ReNeuron Group plc announced a strategic update following a review of the latest data from the hRPC (human retinal progenitor cells) Phase 2a clinical trial for retinitis pigmentosa (RP) and an assessment of the commercial potential for its Exosome technology. Following a recent meeting of its Scientific Advisory Board in relation to the RP programme, and having considered the commercial implications for the Company, the ReNeuron Board has taken the strategic decision to focus its research and development on its Exosome technology platform, where it currently has seven ongoing collaborations with further potential partnerships in discussion. Concurrently, the Company intends to out-license its RP programme assets following completion of the current clinical data package.

The Company's RP study uses a cryopreserved hRPC formulation delivered via a subretinal injection. It enrols subjects with advanced RP with some remaining central vision. The study initially treated 10 patients with a 1 million cell administration and was followed by an additional extension segment of the study proposing to dose up to nine patients with a higher level 2 million cell dose.

In the period to the end of December 2021 the Company can confirm that seven of the nine subjects in the extension arm have now been treated with the 2 million cell dose, with other potential subjects planned prior to year-end either unable to complete screening or found to be unsuitable upon screening. Although there have been no serious adverse events (SAEs) attributed to the drug itself, experience in treating the subjects at the 2 million cell dose has shown that the surgical procedure required to deliver this higher dose (which involves a greater volume and therefore greater surgical complexity) has led to more surgical complications compared to that seen with the 1 million cell dose. The data collected for this patient population, which was impacted by the SAEs and difficulty in deploying the 2 million cell dose, have to date shown very limited evidence of efficacy and given the SAEs, a number of patients saw a reduction in visual acuity in the treated eye.

Additionally, while data from the Initial Study showed at 12 months a mean 9.9 letter improvement versus baseline in ETDRS letter score (the standardised eye chart used to measure visual acuity in clinical trials), analysis of the 24-month data, while inconclusive, does appear to show that efficacy wanes after 12 months. Four out of nine patients still show a positive response versus baseline at month 24. The Board has reviewed its commercial strategy and the financial resources needed to progress the RP programme.

Even though certain patients did appear to benefit from the treatment (in particular in the first 12 months), further patients would need to be treated at the 1m dose to try to identify which sub-populations are most likely to lead to a higher and longer lasting response. To fully understand this the Company believes an additional phase 2 trial would be needed and the Board believes that the size of the additional investment required from ReNeuron into this programme would not be in the best interests of shareholders. The Board believes that it therefore would be better to complete a data package on the programme and look to out-license the programme to a third party.

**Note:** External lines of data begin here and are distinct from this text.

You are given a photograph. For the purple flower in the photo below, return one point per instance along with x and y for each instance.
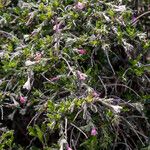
(95, 94)
(69, 148)
(22, 100)
(81, 75)
(80, 6)
(54, 79)
(94, 132)
(82, 51)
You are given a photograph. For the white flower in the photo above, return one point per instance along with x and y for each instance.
(27, 85)
(116, 108)
(29, 63)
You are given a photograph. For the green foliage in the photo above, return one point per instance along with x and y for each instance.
(67, 67)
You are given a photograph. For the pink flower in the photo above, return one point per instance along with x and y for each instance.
(54, 79)
(22, 100)
(69, 148)
(80, 6)
(81, 75)
(95, 94)
(94, 132)
(82, 51)
(57, 27)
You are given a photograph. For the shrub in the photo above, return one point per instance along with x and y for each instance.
(73, 75)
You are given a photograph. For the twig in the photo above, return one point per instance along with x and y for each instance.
(137, 19)
(79, 130)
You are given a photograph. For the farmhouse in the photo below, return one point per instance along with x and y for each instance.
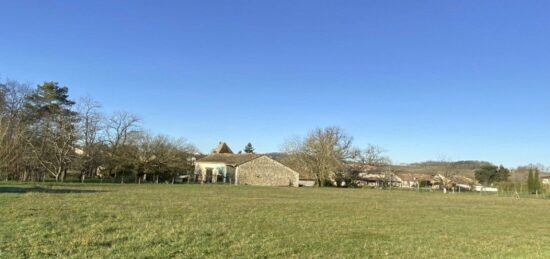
(223, 166)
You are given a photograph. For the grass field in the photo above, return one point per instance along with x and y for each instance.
(158, 221)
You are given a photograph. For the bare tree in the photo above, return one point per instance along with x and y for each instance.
(322, 152)
(91, 144)
(120, 127)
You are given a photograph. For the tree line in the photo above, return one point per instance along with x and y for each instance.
(45, 134)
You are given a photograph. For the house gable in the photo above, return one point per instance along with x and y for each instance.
(265, 171)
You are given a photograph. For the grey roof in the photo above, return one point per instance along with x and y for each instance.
(229, 159)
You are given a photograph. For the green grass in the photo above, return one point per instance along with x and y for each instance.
(159, 221)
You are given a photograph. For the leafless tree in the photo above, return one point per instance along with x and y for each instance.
(91, 144)
(118, 130)
(322, 152)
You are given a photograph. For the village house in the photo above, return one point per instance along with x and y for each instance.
(223, 166)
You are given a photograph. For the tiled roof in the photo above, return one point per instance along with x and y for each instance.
(229, 159)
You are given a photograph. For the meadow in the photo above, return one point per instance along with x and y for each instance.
(166, 221)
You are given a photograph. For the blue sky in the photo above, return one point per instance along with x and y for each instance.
(423, 79)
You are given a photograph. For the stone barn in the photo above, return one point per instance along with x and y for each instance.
(223, 166)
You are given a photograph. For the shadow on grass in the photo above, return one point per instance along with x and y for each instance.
(43, 190)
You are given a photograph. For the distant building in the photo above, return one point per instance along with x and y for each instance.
(223, 166)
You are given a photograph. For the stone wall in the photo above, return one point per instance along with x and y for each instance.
(266, 172)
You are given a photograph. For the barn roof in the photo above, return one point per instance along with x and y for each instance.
(229, 159)
(222, 148)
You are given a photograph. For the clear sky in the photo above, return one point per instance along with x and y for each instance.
(423, 79)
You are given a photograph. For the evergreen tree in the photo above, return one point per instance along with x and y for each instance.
(53, 132)
(248, 148)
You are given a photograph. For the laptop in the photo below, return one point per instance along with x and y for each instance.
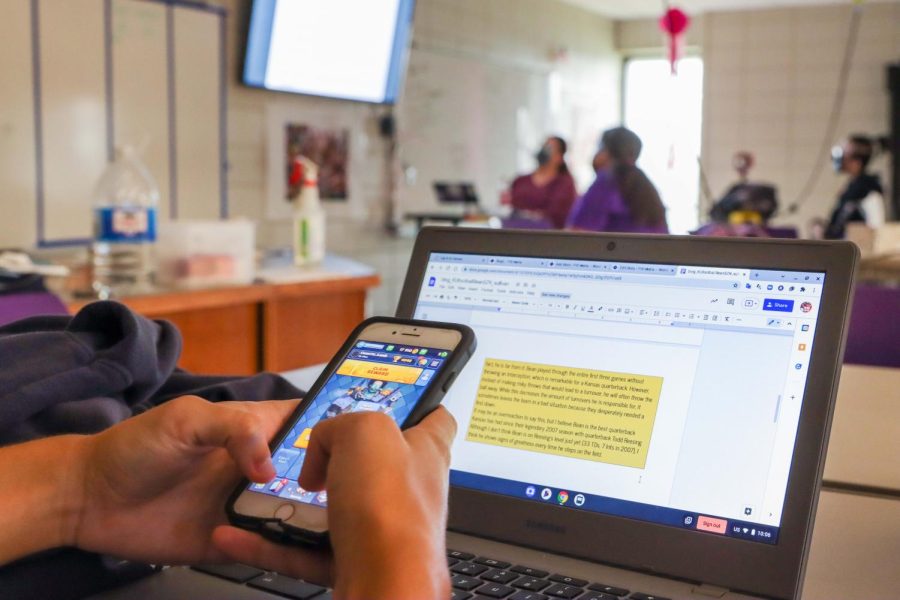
(645, 417)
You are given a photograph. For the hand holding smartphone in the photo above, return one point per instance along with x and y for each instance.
(401, 368)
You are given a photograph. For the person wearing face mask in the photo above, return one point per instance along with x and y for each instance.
(622, 198)
(546, 195)
(862, 200)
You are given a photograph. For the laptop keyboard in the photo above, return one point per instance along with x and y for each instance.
(479, 578)
(472, 577)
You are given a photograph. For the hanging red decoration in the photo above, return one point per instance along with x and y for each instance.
(674, 23)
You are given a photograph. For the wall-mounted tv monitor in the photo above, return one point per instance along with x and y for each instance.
(348, 49)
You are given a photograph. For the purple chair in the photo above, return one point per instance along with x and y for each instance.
(17, 306)
(874, 334)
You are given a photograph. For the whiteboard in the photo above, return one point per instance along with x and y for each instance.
(471, 120)
(79, 78)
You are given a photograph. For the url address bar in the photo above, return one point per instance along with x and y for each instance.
(589, 328)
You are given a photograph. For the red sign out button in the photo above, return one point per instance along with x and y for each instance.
(710, 524)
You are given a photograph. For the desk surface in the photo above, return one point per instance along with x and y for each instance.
(335, 275)
(864, 449)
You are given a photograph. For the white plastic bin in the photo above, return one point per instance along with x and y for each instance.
(200, 254)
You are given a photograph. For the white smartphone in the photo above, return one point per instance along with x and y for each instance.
(399, 367)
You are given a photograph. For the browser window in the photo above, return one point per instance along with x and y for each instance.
(667, 393)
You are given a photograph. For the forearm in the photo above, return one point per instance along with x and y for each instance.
(40, 495)
(395, 560)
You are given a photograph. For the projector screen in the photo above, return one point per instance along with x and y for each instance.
(348, 49)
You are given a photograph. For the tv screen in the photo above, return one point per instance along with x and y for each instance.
(348, 49)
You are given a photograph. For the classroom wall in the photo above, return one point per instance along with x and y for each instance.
(559, 62)
(564, 52)
(770, 80)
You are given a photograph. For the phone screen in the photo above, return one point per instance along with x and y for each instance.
(374, 377)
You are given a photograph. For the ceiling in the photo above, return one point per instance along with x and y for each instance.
(635, 9)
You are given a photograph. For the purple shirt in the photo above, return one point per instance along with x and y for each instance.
(553, 199)
(602, 208)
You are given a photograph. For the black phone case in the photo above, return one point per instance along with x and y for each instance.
(278, 531)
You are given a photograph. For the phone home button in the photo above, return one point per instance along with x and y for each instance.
(284, 512)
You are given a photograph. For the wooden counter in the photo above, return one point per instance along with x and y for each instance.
(242, 330)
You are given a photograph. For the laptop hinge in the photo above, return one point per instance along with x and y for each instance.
(710, 591)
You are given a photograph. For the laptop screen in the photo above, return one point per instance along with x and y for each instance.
(665, 393)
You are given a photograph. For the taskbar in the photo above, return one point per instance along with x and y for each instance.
(709, 524)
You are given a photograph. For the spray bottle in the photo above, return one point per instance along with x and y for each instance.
(309, 218)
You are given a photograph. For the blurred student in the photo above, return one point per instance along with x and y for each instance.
(862, 200)
(547, 194)
(622, 198)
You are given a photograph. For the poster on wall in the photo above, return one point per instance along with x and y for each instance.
(327, 148)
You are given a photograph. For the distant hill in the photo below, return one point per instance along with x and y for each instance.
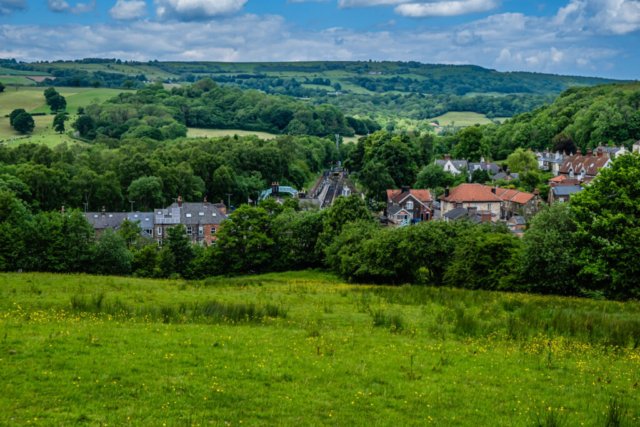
(353, 77)
(579, 117)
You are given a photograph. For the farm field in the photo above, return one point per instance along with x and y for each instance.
(304, 349)
(33, 101)
(462, 119)
(40, 135)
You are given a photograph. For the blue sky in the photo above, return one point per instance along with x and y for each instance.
(581, 37)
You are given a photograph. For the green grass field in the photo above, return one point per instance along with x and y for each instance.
(42, 134)
(462, 119)
(302, 349)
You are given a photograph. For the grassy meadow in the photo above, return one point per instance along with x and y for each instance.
(305, 349)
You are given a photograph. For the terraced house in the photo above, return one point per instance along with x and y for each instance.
(202, 220)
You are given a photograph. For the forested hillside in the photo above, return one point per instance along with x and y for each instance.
(383, 91)
(580, 117)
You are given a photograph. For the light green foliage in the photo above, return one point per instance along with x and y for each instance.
(147, 191)
(608, 216)
(471, 145)
(111, 256)
(521, 160)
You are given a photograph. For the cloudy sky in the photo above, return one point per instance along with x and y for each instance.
(581, 37)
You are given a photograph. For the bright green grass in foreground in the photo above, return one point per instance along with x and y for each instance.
(302, 349)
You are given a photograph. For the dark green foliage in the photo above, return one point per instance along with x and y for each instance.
(111, 256)
(607, 213)
(549, 250)
(23, 123)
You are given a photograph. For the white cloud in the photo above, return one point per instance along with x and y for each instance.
(445, 8)
(84, 7)
(196, 9)
(9, 6)
(61, 6)
(58, 5)
(127, 10)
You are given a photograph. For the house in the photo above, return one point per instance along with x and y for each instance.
(514, 202)
(550, 161)
(614, 152)
(588, 166)
(144, 220)
(470, 196)
(454, 166)
(102, 221)
(491, 168)
(202, 220)
(471, 214)
(505, 176)
(408, 206)
(563, 193)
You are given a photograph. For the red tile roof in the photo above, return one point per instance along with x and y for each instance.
(423, 195)
(470, 193)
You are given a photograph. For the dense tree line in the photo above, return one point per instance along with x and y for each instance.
(587, 248)
(580, 117)
(155, 173)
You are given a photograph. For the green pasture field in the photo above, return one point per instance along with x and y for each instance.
(32, 98)
(11, 80)
(303, 349)
(42, 134)
(462, 119)
(213, 133)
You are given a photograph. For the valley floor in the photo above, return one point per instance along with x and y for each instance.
(305, 349)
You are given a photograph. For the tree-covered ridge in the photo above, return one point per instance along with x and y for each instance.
(46, 179)
(582, 117)
(160, 114)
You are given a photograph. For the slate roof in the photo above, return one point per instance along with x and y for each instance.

Focus on Exosome drug delivery technologyThe Company's proprietary cell lines produce a panel of distinct tissue matched Exosome drug delivery candidate which have the potential to target a variety of indications and tissue types. Exosomes produced by the Company's proprietary stem cell lines or via its induced pluripotent stem cell (iPSC) platform can be manufactured through a scalable process and loaded with a wide variety of payloads, such as nucleic acids (including siRNA, mRNA and miRNA), proteins (such as Cas9, antibodies and peptides) as well as small molecules. Positive pre-clinical data has already provided proof-of-concept that ReNeuron's novel Exosome drug delivery technology can effectively deliver therapeutic proteins to the specific region of the brain affected by several neurological diseases such as stroke, Parkinson's disease and Huntington's disease.

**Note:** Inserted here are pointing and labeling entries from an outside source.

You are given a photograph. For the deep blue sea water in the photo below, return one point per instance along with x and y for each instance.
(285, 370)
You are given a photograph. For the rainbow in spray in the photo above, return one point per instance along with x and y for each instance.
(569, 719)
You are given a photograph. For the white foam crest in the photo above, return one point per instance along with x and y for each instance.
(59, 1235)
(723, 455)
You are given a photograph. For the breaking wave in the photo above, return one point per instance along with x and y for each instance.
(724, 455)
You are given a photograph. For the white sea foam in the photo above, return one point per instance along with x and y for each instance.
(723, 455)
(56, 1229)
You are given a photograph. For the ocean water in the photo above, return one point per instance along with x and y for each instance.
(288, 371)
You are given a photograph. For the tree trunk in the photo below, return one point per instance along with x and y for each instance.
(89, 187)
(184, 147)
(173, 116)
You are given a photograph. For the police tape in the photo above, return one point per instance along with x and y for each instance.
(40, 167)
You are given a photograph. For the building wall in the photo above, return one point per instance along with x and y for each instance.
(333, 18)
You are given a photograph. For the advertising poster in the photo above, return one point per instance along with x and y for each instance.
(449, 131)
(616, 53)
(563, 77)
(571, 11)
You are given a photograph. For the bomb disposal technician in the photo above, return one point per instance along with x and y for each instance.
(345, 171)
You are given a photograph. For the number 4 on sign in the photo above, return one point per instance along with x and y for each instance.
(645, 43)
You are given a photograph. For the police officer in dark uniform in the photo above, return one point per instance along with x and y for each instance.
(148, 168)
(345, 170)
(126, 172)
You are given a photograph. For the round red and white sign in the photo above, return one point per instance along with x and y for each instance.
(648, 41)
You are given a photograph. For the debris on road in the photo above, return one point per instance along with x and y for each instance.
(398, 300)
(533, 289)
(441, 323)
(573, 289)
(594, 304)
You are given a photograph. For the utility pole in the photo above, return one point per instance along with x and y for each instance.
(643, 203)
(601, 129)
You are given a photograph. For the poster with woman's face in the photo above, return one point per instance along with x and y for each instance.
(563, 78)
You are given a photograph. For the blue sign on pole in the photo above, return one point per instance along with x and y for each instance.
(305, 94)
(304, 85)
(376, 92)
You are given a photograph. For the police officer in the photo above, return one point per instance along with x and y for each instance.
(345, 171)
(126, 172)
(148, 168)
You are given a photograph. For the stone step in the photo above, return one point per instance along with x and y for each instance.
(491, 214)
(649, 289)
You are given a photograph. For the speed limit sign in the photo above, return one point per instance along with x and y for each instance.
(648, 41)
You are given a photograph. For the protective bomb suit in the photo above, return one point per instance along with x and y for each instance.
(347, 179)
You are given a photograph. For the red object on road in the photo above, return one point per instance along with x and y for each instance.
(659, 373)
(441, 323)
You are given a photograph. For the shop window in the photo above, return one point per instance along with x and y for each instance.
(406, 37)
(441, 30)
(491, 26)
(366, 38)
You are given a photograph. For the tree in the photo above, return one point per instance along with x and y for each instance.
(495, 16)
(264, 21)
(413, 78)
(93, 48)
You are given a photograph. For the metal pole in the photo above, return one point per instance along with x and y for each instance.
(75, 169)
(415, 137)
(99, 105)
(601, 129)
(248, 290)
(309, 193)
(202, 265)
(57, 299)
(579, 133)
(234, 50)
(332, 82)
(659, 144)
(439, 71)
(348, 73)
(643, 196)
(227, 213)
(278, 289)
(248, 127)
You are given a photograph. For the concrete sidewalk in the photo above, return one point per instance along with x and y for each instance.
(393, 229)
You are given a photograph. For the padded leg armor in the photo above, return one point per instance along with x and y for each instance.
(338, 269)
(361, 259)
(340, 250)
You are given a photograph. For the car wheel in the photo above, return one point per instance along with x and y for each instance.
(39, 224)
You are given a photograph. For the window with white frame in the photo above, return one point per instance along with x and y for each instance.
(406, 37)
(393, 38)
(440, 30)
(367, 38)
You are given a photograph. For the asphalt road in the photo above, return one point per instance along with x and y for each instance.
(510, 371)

These studies have shown that ReNeuron's Exosome technology offers higher stability, more targeted delivery, and an increase in potency, therefore potentially solving the delivery issues that can be experienced with therapeutic proteins, and the Board believes this will be of interest to major pharmaceutical companies to aid in the treatment of a variety of neurological diseases. Having already seen strong progress with the Company's Exosome platform, ReNeuron is adding additional scientists in the next two months to focus on this growth area.